2019-10-17T06:37:00.991588Z 0 [Note] WSREP: Shifting SYNCED -> DONOR/DESYNCED (TO: 758624)
2019-10-17T06:37:01.045666Z 2 [Note] WSREP: IST request: 650c3acb-eff8-11e9-9905-c73959fd46ca:743544-758430|tcp://172.16.1.127:4568
2019-10-17T06:37:01.045701Z 2 [Note] WSREP: wsrep_notify_cmd is not defined, skipping notification.
2019-10-17T06:37:01.045885Z 0 [Note] WSREP: Running: 'wsrep_sst_xtrabackup --role 'donor' --address '172.16.1.127:4444/xtrabackup_sst' --socket '/var/lib/mysql/mysql.sock' --datadir '/var/lib/mysql/' --defaults-file '/etc/my.cnf' --defaults-group-suffix ''   '' --gtid '650c3acb-eff8-11e9-9905-c73959fd46ca:743544' --bypass'
2019-10-17T06:37:01.046440Z 2 [Note] WSREP: sst_donor_thread signaled with 0
2019-10-17T06:37:01.048205Z 0 [Note] WSREP: async IST sender starting to serve tcp://172.16.1.127:4568 sending 743545-758430

Display transmits a write current between the hdp4 743545-758430 of hdp3.

IST can be found in /var/log/mysqld.log node3 incremental file hdp4 in synchronization and status change process:

2019-10-17T06:37:01.445113Z 0 [Note] WSREP: Signalling provider to continue.
2019-10-17T06:37:01.445151Z 0 [Note] WSREP: Initialized wsrep sidno 2
2019-10-17T06:37:01.445185Z 0 [Note] WSREP: SST received: 650c3acb-eff8-11e9-9905-c73959fd46ca:743544
2019-10-17T06:37:01.445588Z 0 [Note] /usr/sbin/mysqld: ready for connections.
Version: '5.7.27'  socket: '/var/lib/mysql/mysql.sock'  port: 3306  MySQL Community Server - (GPL), wsrep_25.19
2019-10-17T06:37:01.446278Z 2 [Note] WSREP: Receiving IST: 14886 writesets, seqnos 743544-758430
2019-10-17T06:37:01.446519Z 0 [Note] WSREP: Receiving IST...  0.0% (    0/14886 events) complete.

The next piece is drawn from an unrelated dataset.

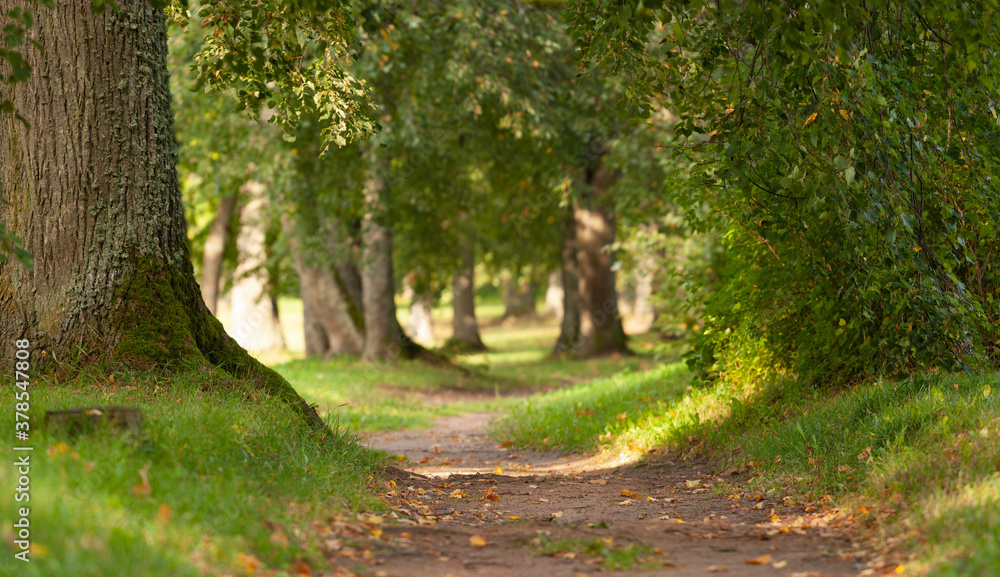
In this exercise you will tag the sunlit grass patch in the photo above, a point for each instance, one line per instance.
(614, 556)
(629, 407)
(217, 480)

2019-10-17T06:37:02.539991Z 0 [Note] WSREP: (852308ca, 'tcp://0.0.0.0:4567') turning message relay requesting off
2019-10-17T06:37:11.453604Z 0 [Note] WSREP: Receiving IST... 11.1% ( 1648/14886 events) complete.

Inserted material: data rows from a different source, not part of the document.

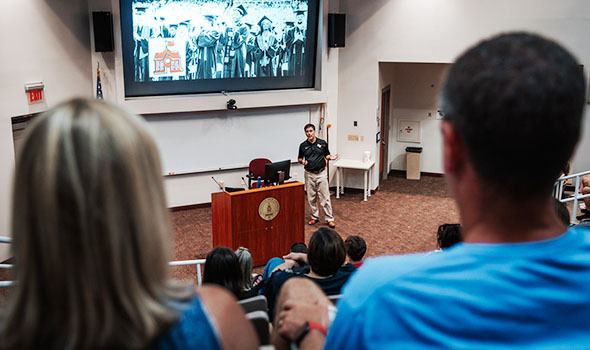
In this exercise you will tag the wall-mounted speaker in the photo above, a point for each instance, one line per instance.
(103, 31)
(336, 29)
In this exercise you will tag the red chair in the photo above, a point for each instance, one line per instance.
(256, 169)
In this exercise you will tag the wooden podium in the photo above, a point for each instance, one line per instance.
(265, 220)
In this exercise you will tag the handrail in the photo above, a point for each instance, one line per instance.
(576, 197)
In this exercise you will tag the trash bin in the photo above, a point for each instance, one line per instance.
(413, 155)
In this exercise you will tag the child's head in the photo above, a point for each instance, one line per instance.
(356, 247)
(448, 235)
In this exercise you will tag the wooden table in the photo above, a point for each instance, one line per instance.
(354, 164)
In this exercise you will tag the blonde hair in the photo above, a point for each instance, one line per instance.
(90, 229)
(245, 260)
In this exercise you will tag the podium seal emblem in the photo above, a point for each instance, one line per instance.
(269, 208)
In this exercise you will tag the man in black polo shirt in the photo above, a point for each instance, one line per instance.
(313, 154)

2019-10-17T06:37:21.485718Z 0 [Note] WSREP: Receiving IST... 23.5% ( 3504/14886 events) complete.
2019-10-17T06:37:31.686873Z 0 [Note] WSREP: Receiving IST... 37.8% ( 5632/14886 events) complete.

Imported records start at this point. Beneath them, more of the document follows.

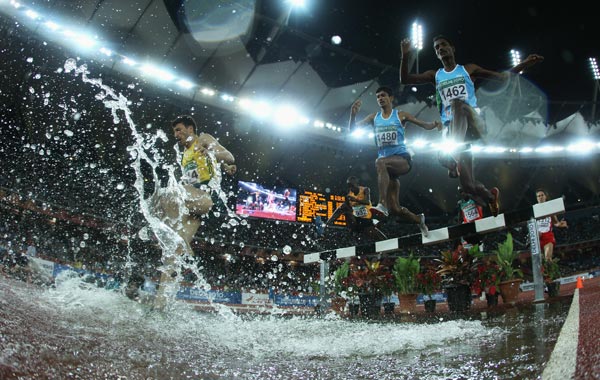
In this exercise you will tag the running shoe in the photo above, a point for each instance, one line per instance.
(319, 226)
(423, 226)
(382, 209)
(495, 201)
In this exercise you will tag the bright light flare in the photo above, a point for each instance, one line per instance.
(417, 36)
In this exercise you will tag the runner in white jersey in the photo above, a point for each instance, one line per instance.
(393, 159)
(458, 107)
(547, 240)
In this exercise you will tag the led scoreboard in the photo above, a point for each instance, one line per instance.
(312, 204)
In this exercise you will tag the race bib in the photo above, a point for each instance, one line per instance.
(453, 89)
(387, 137)
(471, 213)
(190, 174)
(544, 224)
(360, 211)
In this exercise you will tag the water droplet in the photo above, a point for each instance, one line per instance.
(143, 234)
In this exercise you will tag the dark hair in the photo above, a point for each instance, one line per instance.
(442, 37)
(385, 89)
(186, 120)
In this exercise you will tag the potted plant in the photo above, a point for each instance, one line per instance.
(488, 280)
(429, 282)
(405, 271)
(551, 272)
(341, 294)
(458, 271)
(369, 279)
(510, 276)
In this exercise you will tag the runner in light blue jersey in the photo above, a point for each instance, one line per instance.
(455, 93)
(393, 159)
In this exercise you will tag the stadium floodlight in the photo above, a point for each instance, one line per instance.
(185, 84)
(596, 74)
(515, 57)
(417, 40)
(417, 36)
(297, 3)
(594, 68)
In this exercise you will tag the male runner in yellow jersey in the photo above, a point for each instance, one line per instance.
(358, 211)
(200, 178)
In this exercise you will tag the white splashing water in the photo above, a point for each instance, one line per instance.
(144, 149)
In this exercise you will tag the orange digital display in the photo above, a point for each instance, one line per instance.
(312, 204)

2019-10-17T06:37:31.751232Z 24 [Note] Got an error writing communication packets
2019-10-17T06:37:41.721891Z 0 [Note] WSREP: Receiving IST... 56.2% ( 8368/14886 events) complete.
2019-10-17T06:37:51.733818Z 0 [Note] WSREP: Receiving IST... 67.3% (10016/14886 events) complete.
2019-10-17T06:37:54.160644Z 39 [Note] Got an error writing communication packets
2019-10-17T06:38:01.739171Z 0 [Note] WSREP: Receiving IST... 80.0% (11904/14886 events) complete.
2019-10-17T06:38:03.165189Z 45 [Note] Got an error reading communication packets
2019-10-17T06:38:11.778534Z 0 [Note] WSREP: Receiving IST... 94.9% (14128/14886 events) complete.
2019-10-17T06:38:14.765552Z 0 [Note] WSREP: Receiving IST...100.0% (14886/14886 events) complete.
2019-10-17T06:38:14.765871Z 2 [Note] WSREP: IST received: 650c3acb-eff8-11e9-9905-c73959fd46ca:758430
2019-10-17T06:38:14.766840Z 0 [Note] WSREP: 2.0 (node3): State transfer from 1.0 (node2) complete.
2019-10-17T06:38:14.766873Z 0 [Note] WSREP: Shifting JOINER -> JOINED (TO: 777023)
2019-10-17T06:39:31.208799Z 0 [Note] WSREP: Member 2.0 (node3) synced with group.
2019-10-17T06:39:31.208825Z 0 [Note] WSREP: Shifting JOINED -> SYNCED (TO: 777023)
2019-10-17T06:39:31.241137Z 2 [Note] WSREP: Synchronized with group, ready for connections
2019-10-17T06:39:31.241155Z 2 [Note] WSREP: wsrep_notify_cmd is not defined, skipping notification.